The legendary coach, mostly known for his time with the Indiana Hoosiers from 1971-2000, died on Wednesday at 83 years old.

To some, Knight was known for his three national titles at Indiana, where he shifted the Hoosiers into a blue-blood program. To others, Knight will be remembered for his fiery attitude, including his infamous throwing of a chair across the court mid-game.

For Kansas men’s basketball head coach Bill Self, a legend in his own right, Knight will be remembered for being uniquely himself.

“He gave an awful lot to the game, an awful lot to a lot of people, and in only the way that he could do it,” Self said of Knight’s passing.

Self mentioned the controversial side of Knight, of which there is plenty to go around. The Kansas coach followed with the positives that Knight brought.

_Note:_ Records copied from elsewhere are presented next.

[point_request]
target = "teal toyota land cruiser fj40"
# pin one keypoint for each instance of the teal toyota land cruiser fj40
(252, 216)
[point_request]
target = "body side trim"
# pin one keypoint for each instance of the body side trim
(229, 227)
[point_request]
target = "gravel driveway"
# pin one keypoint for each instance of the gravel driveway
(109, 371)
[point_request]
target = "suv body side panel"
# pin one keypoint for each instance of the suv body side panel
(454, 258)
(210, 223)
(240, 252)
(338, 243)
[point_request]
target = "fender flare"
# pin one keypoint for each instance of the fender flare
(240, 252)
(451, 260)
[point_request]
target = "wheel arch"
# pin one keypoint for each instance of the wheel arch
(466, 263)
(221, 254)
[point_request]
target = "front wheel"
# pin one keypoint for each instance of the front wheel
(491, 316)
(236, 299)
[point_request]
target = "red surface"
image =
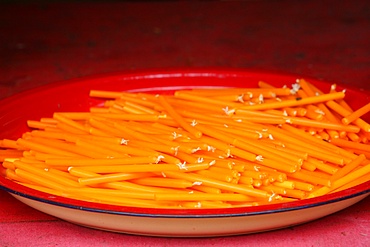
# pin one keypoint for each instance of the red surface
(44, 43)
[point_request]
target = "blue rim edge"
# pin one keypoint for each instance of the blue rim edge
(71, 206)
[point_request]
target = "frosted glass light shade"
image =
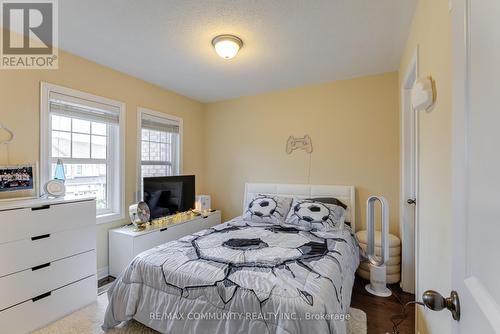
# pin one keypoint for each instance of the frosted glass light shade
(227, 46)
(59, 172)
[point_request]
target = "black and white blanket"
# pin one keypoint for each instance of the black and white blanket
(241, 277)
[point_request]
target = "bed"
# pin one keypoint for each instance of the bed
(244, 277)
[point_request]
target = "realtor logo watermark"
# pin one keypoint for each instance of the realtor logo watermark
(29, 34)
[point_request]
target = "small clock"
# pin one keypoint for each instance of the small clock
(55, 188)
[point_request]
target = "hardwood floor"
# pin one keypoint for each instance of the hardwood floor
(379, 310)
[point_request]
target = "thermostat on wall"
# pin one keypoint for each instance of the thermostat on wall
(423, 94)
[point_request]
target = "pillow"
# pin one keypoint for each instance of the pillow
(268, 209)
(316, 215)
(329, 200)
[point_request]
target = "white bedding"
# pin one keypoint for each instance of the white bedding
(240, 277)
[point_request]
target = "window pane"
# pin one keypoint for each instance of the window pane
(61, 123)
(163, 137)
(81, 126)
(61, 144)
(98, 147)
(81, 146)
(145, 134)
(145, 150)
(154, 135)
(156, 170)
(99, 129)
(163, 152)
(154, 151)
(84, 180)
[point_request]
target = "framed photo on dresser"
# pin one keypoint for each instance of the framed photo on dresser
(18, 181)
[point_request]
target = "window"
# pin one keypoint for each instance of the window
(160, 144)
(85, 132)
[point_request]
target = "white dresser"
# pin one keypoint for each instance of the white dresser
(47, 261)
(125, 242)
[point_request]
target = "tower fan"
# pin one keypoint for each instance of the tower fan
(378, 278)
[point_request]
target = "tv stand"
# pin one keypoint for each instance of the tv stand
(126, 242)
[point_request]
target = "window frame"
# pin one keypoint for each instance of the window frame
(115, 184)
(167, 117)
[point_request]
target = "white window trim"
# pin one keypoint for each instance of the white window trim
(45, 90)
(144, 111)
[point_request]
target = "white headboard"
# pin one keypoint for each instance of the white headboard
(346, 194)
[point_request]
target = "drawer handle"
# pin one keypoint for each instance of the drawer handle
(42, 296)
(40, 266)
(43, 207)
(38, 237)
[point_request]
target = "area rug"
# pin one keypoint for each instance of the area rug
(89, 320)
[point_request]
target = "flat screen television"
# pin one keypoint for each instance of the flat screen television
(168, 195)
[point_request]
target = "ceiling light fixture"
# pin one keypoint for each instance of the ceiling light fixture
(227, 46)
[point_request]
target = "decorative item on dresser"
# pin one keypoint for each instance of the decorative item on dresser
(126, 242)
(48, 261)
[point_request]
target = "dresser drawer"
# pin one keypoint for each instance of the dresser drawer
(29, 222)
(37, 313)
(26, 284)
(26, 254)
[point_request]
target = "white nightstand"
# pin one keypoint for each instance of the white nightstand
(125, 242)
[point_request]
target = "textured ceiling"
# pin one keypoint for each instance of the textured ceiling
(288, 43)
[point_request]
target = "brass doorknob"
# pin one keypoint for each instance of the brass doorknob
(411, 201)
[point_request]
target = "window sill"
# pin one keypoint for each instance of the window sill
(109, 218)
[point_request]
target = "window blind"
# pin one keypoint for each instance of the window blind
(151, 122)
(69, 106)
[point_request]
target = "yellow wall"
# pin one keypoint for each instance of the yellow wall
(354, 129)
(19, 110)
(431, 32)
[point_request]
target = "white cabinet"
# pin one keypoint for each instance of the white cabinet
(47, 261)
(125, 242)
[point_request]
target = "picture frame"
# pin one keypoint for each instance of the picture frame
(18, 181)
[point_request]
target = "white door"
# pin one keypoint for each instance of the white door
(476, 177)
(408, 200)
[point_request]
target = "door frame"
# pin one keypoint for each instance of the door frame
(409, 178)
(463, 278)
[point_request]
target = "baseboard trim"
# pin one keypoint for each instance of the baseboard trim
(102, 273)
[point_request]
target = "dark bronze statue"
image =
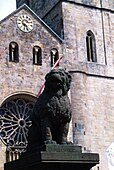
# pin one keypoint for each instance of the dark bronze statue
(52, 111)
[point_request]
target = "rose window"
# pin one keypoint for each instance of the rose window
(15, 121)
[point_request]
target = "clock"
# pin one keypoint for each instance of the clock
(25, 23)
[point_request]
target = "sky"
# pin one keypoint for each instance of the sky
(7, 7)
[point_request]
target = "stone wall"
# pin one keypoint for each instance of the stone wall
(24, 76)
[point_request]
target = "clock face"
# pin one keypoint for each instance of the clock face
(25, 23)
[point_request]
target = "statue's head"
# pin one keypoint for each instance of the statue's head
(58, 79)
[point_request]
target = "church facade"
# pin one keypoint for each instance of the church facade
(33, 38)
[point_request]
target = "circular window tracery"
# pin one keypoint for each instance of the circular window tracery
(15, 121)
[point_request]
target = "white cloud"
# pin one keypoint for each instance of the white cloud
(7, 7)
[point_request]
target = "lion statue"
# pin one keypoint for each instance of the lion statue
(52, 111)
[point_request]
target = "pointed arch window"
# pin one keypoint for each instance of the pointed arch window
(91, 46)
(13, 52)
(37, 55)
(54, 56)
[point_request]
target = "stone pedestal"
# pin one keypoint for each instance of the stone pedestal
(54, 157)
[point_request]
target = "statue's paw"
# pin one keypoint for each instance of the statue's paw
(50, 142)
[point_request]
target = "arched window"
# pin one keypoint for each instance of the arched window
(54, 56)
(91, 46)
(37, 55)
(13, 52)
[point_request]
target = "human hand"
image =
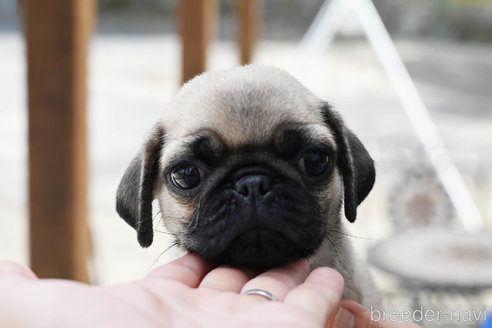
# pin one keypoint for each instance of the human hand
(188, 292)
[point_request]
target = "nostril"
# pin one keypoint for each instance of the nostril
(243, 189)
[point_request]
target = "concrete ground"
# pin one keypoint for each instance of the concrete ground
(132, 79)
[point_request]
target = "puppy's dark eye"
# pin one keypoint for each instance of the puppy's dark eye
(187, 177)
(314, 163)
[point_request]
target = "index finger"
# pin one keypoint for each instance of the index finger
(188, 269)
(320, 295)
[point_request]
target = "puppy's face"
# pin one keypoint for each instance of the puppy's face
(249, 168)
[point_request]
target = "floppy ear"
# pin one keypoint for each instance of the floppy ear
(136, 190)
(354, 162)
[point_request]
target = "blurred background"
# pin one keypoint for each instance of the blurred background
(135, 68)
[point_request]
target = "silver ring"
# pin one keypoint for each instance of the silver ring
(263, 293)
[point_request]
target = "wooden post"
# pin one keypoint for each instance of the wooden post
(248, 28)
(57, 33)
(197, 24)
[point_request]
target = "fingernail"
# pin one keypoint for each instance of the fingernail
(344, 319)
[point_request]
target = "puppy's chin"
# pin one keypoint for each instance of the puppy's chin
(281, 227)
(262, 248)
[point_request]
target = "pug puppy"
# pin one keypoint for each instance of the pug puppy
(251, 169)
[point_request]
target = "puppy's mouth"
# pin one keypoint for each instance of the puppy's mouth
(276, 227)
(260, 248)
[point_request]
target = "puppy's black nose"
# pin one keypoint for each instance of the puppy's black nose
(252, 186)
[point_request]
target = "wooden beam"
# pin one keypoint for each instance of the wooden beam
(57, 34)
(248, 28)
(197, 25)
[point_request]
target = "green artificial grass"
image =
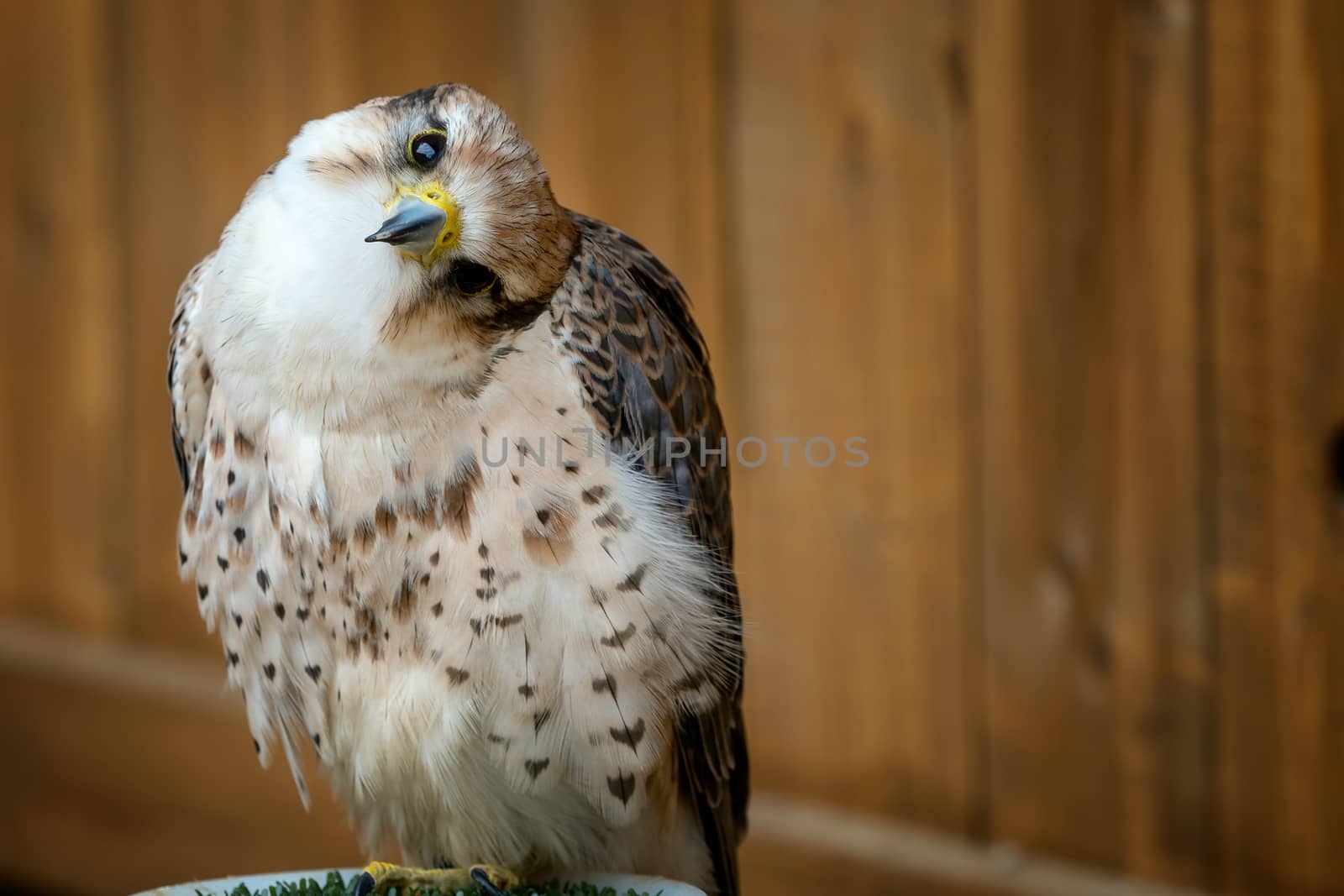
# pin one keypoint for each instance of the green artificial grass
(336, 886)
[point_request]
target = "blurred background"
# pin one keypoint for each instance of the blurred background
(1073, 268)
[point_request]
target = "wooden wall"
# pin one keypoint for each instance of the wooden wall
(1073, 268)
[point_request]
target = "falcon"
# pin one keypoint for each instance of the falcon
(457, 506)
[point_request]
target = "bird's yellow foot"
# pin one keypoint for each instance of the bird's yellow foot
(382, 878)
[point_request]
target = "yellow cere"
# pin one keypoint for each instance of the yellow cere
(448, 237)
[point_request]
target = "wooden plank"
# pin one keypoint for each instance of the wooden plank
(622, 102)
(1276, 197)
(1099, 652)
(848, 203)
(174, 793)
(799, 846)
(134, 770)
(64, 336)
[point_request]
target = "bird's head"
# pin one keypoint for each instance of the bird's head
(407, 226)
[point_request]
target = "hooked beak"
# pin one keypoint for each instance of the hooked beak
(421, 223)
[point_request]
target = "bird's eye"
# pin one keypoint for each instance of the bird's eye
(472, 278)
(427, 148)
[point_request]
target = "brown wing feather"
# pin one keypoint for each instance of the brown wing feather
(647, 378)
(188, 372)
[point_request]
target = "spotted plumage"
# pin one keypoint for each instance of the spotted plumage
(433, 512)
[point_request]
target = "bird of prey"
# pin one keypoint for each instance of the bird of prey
(456, 503)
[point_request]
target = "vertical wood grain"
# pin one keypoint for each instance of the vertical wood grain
(1099, 654)
(847, 134)
(1277, 228)
(66, 437)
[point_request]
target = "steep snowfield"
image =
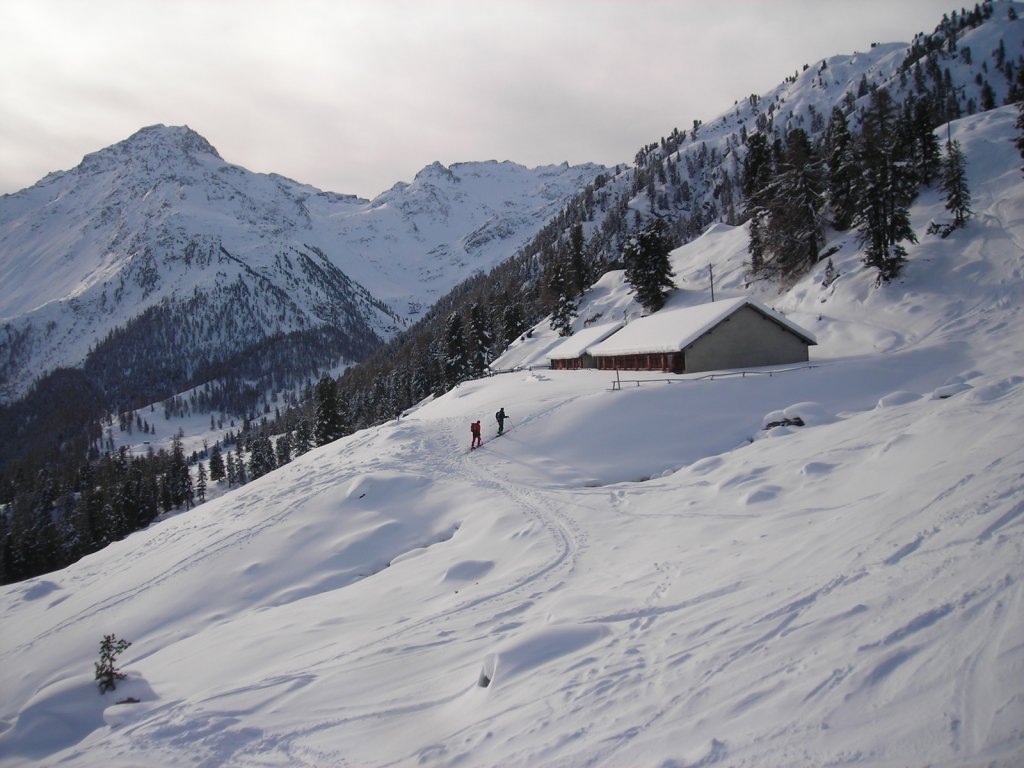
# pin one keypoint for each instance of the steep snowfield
(628, 578)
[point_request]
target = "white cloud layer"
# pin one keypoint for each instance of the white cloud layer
(354, 95)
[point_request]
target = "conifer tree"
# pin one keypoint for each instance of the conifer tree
(261, 458)
(842, 171)
(327, 421)
(479, 339)
(580, 273)
(648, 268)
(565, 309)
(795, 229)
(954, 184)
(513, 323)
(455, 356)
(216, 463)
(302, 436)
(1019, 140)
(885, 194)
(201, 482)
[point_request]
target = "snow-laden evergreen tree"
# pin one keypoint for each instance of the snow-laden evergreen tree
(842, 171)
(648, 269)
(107, 672)
(794, 230)
(261, 458)
(178, 479)
(479, 339)
(561, 290)
(1019, 140)
(455, 355)
(954, 183)
(327, 421)
(201, 482)
(216, 463)
(580, 272)
(513, 323)
(758, 172)
(302, 435)
(885, 192)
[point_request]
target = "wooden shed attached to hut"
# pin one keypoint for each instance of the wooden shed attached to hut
(731, 333)
(573, 352)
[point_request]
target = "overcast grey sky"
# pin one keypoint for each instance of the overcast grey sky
(353, 95)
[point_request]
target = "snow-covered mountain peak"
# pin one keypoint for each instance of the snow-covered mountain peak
(154, 150)
(161, 220)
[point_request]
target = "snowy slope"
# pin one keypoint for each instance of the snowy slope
(160, 220)
(627, 578)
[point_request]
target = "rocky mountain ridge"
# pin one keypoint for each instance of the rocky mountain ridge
(159, 237)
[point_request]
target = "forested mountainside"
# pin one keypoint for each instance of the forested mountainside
(803, 137)
(844, 133)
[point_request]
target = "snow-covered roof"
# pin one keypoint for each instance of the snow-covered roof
(673, 330)
(579, 342)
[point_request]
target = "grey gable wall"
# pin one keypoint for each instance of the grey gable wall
(744, 339)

“Nobody could ever doubt or deny the good he did for a lot of people,” Self said. “He’ll be missed and certainly he’s an icon and as big a figure probably as our sports ever known.”

As a new head coach, K-State’s Jerome Tang hasn’t had the time to build the accolades others have.

Tang says he was a “big Bobby Knight fan.”

“As a young person, just how hard he got his guys to compete,” Tang said after Knight’s passing. “And it didn’t matter how tough he was on them. Like, those dudes loved it. The people that I’ve met, loved him.”

After Knight’s 29 years coaching at Indiana, a “pattern of unacceptable behavior” saw him removed from his spot with the Hoosiers. From 2000-2008, Knight coached at Texas Tech, where he went up against Tang as an assistant at Baylor.

Tang remembers a game where Knight was unsure if he could coach due to an incident with the university president. When Knight walked out pregame, the fans all started clapping.

Knight, who was known for only shaking the hand of opposing head coaches; saw Tang clapping for his Bears team and mistook it for Tang clapping for Knight. A sign of what he thought was respect, Knight came up to Tang and shook his hand.

“It was a really cool moment because people were like, ‘Man, Coach Knight stopped and shook your hand,'” Tang said. “He was always kind to me when I saw him on the road.”